Historical Essay
by Gayle S. Rubin
S/M Gays at Folsom Street Fair mid-1990s.
Photo: Rick Gerharter
South of Market has been undergoing so much rapid change in recent years that many of its current habitues are unaware of or uneasy about its recent past. The newspapers endlessly repeat a mantra of how brave pioneers -- usually restauranteurs catering to an "upscale" crowd -- have wrested the area away from the "lowlife" elements that once made the area "undesirable." This point of view rests on the assumption that it is "right" and "good" when "disreputable" populations such as gay people, the poor, or people of color are displaced by wealthier, whiter, straighter, more "respectable" folk.
Gay "leathermen" are one of the most visible and least understood of the ostensibly vanishing groups of SOMA aboriginals. Reading about the world of leather in the straight press is a bit like reading the reports about indigenous peoples written by dumfounded missionaries in the heyday of colonialism.
When I see the disappearance of its gay population used an indicator of the South of Market "renaissance," I am reminded of the ways white settlers in North America spoke of the Native Americans they displaced.

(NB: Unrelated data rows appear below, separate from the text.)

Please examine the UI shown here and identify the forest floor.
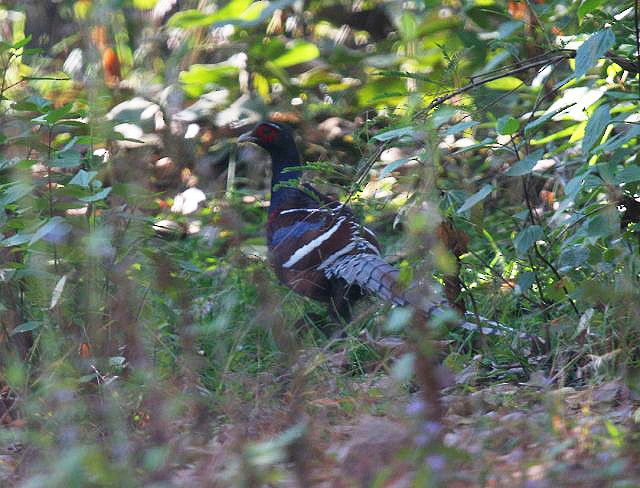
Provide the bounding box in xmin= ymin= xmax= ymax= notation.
xmin=0 ymin=360 xmax=640 ymax=488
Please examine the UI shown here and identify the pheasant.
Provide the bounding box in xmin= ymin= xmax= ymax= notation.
xmin=238 ymin=121 xmax=529 ymax=338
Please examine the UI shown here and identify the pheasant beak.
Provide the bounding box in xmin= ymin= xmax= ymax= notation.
xmin=238 ymin=131 xmax=258 ymax=143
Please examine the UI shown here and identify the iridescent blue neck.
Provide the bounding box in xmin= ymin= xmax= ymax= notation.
xmin=269 ymin=145 xmax=302 ymax=212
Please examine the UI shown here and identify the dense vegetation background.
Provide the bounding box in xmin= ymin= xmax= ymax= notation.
xmin=0 ymin=0 xmax=640 ymax=487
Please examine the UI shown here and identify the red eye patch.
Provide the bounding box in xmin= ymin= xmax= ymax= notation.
xmin=255 ymin=124 xmax=278 ymax=142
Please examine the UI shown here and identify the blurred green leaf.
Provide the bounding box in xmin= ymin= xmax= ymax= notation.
xmin=513 ymin=225 xmax=544 ymax=256
xmin=456 ymin=185 xmax=494 ymax=214
xmin=0 ymin=182 xmax=33 ymax=207
xmin=273 ymin=41 xmax=320 ymax=68
xmin=574 ymin=29 xmax=616 ymax=80
xmin=372 ymin=125 xmax=416 ymax=142
xmin=582 ymin=103 xmax=611 ymax=155
xmin=496 ymin=115 xmax=520 ymax=136
xmin=10 ymin=320 xmax=44 ymax=336
xmin=504 ymin=149 xmax=544 ymax=176
xmin=578 ymin=0 xmax=605 ymax=19
xmin=80 ymin=187 xmax=111 ymax=203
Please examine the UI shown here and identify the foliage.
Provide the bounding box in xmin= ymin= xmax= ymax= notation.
xmin=0 ymin=0 xmax=640 ymax=486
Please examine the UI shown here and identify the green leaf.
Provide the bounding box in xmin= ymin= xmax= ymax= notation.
xmin=0 ymin=232 xmax=33 ymax=247
xmin=558 ymin=245 xmax=589 ymax=273
xmin=380 ymin=158 xmax=415 ymax=178
xmin=49 ymin=151 xmax=82 ymax=168
xmin=456 ymin=185 xmax=494 ymax=214
xmin=484 ymin=76 xmax=524 ymax=91
xmin=167 ymin=9 xmax=212 ymax=29
xmin=0 ymin=182 xmax=33 ymax=207
xmin=524 ymin=102 xmax=575 ymax=135
xmin=574 ymin=29 xmax=616 ymax=80
xmin=273 ymin=41 xmax=320 ymax=68
xmin=615 ymin=164 xmax=640 ymax=184
xmin=513 ymin=225 xmax=544 ymax=256
xmin=578 ymin=0 xmax=604 ymax=20
xmin=504 ymin=149 xmax=544 ymax=176
xmin=133 ymin=0 xmax=158 ymax=10
xmin=49 ymin=275 xmax=67 ymax=310
xmin=384 ymin=307 xmax=413 ymax=332
xmin=582 ymin=103 xmax=611 ymax=155
xmin=69 ymin=169 xmax=98 ymax=188
xmin=496 ymin=115 xmax=520 ymax=136
xmin=516 ymin=271 xmax=536 ymax=295
xmin=444 ymin=120 xmax=480 ymax=136
xmin=373 ymin=125 xmax=416 ymax=142
xmin=167 ymin=0 xmax=259 ymax=29
xmin=391 ymin=352 xmax=416 ymax=382
xmin=29 ymin=217 xmax=64 ymax=246
xmin=11 ymin=34 xmax=31 ymax=49
xmin=80 ymin=186 xmax=111 ymax=203
xmin=10 ymin=320 xmax=44 ymax=336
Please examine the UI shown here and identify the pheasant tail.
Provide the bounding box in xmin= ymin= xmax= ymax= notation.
xmin=327 ymin=253 xmax=409 ymax=306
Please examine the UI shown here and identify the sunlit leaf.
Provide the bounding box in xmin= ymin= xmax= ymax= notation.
xmin=513 ymin=225 xmax=544 ymax=256
xmin=80 ymin=187 xmax=111 ymax=203
xmin=582 ymin=103 xmax=611 ymax=154
xmin=272 ymin=41 xmax=320 ymax=68
xmin=444 ymin=120 xmax=479 ymax=136
xmin=380 ymin=158 xmax=415 ymax=178
xmin=484 ymin=76 xmax=524 ymax=90
xmin=496 ymin=115 xmax=520 ymax=136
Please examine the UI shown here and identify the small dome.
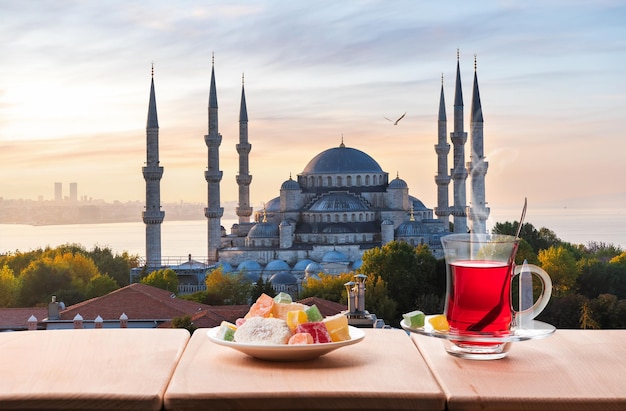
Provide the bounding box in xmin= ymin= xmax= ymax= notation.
xmin=309 ymin=193 xmax=369 ymax=211
xmin=302 ymin=143 xmax=383 ymax=175
xmin=265 ymin=260 xmax=291 ymax=271
xmin=293 ymin=259 xmax=313 ymax=271
xmin=396 ymin=221 xmax=426 ymax=237
xmin=265 ymin=197 xmax=280 ymax=213
xmin=322 ymin=250 xmax=348 ymax=263
xmin=280 ymin=177 xmax=302 ymax=190
xmin=215 ymin=261 xmax=233 ymax=274
xmin=248 ymin=222 xmax=279 ymax=238
xmin=270 ymin=271 xmax=298 ymax=285
xmin=409 ymin=196 xmax=429 ymax=211
xmin=304 ymin=261 xmax=324 ymax=277
xmin=389 ymin=177 xmax=409 ymax=188
xmin=237 ymin=260 xmax=262 ymax=272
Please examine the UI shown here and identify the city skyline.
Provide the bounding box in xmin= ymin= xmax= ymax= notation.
xmin=0 ymin=0 xmax=626 ymax=209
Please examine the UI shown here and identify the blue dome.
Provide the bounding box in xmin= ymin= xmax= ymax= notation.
xmin=396 ymin=221 xmax=427 ymax=237
xmin=270 ymin=271 xmax=298 ymax=285
xmin=248 ymin=223 xmax=279 ymax=238
xmin=309 ymin=193 xmax=369 ymax=211
xmin=237 ymin=260 xmax=261 ymax=272
xmin=302 ymin=143 xmax=383 ymax=175
xmin=265 ymin=260 xmax=291 ymax=271
xmin=389 ymin=177 xmax=409 ymax=188
xmin=322 ymin=250 xmax=348 ymax=263
xmin=409 ymin=196 xmax=429 ymax=211
xmin=293 ymin=259 xmax=313 ymax=271
xmin=280 ymin=177 xmax=301 ymax=190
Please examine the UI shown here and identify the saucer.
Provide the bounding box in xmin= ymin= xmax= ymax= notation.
xmin=400 ymin=315 xmax=556 ymax=344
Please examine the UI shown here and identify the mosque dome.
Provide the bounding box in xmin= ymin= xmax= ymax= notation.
xmin=322 ymin=250 xmax=348 ymax=263
xmin=389 ymin=177 xmax=408 ymax=190
xmin=396 ymin=221 xmax=427 ymax=237
xmin=293 ymin=259 xmax=313 ymax=271
xmin=409 ymin=196 xmax=429 ymax=211
xmin=302 ymin=143 xmax=383 ymax=175
xmin=280 ymin=177 xmax=302 ymax=190
xmin=264 ymin=197 xmax=280 ymax=213
xmin=265 ymin=260 xmax=291 ymax=271
xmin=270 ymin=271 xmax=298 ymax=285
xmin=248 ymin=222 xmax=279 ymax=238
xmin=309 ymin=193 xmax=369 ymax=211
xmin=237 ymin=260 xmax=261 ymax=272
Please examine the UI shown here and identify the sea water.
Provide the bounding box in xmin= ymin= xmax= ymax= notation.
xmin=0 ymin=208 xmax=626 ymax=259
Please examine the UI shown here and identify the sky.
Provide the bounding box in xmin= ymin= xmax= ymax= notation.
xmin=0 ymin=0 xmax=626 ymax=210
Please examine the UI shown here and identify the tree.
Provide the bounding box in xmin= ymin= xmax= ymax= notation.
xmin=140 ymin=268 xmax=178 ymax=293
xmin=204 ymin=267 xmax=253 ymax=305
xmin=85 ymin=274 xmax=120 ymax=298
xmin=361 ymin=241 xmax=424 ymax=322
xmin=0 ymin=264 xmax=20 ymax=308
xmin=539 ymin=246 xmax=578 ymax=296
xmin=20 ymin=257 xmax=72 ymax=307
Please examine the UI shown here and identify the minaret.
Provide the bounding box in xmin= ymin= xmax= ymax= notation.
xmin=142 ymin=65 xmax=165 ymax=270
xmin=435 ymin=74 xmax=450 ymax=229
xmin=204 ymin=57 xmax=224 ymax=262
xmin=450 ymin=50 xmax=467 ymax=233
xmin=235 ymin=74 xmax=252 ymax=224
xmin=467 ymin=55 xmax=489 ymax=234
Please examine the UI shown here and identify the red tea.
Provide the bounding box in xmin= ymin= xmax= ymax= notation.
xmin=446 ymin=260 xmax=512 ymax=334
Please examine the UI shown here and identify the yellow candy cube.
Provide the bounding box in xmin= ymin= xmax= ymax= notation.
xmin=286 ymin=310 xmax=308 ymax=330
xmin=428 ymin=314 xmax=450 ymax=331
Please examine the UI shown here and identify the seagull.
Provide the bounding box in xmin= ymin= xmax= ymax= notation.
xmin=385 ymin=113 xmax=406 ymax=126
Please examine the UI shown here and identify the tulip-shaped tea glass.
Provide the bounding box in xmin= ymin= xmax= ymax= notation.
xmin=441 ymin=234 xmax=552 ymax=359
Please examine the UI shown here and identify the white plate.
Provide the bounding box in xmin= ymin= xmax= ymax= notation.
xmin=207 ymin=326 xmax=365 ymax=361
xmin=400 ymin=315 xmax=556 ymax=343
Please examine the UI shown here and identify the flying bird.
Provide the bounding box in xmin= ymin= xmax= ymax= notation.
xmin=385 ymin=112 xmax=406 ymax=126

The gay male leather presence South of Market has diminished substantially in recent years. But leathermen are still an important population in the area, coexisting uneasily with the new arrivistes. On this occasion of the sixth Folsom Street Fair, they will be out in force. It is appropriate to recall who they are, how they got here, and that they have a legitimate stake in the neighborhood and its future.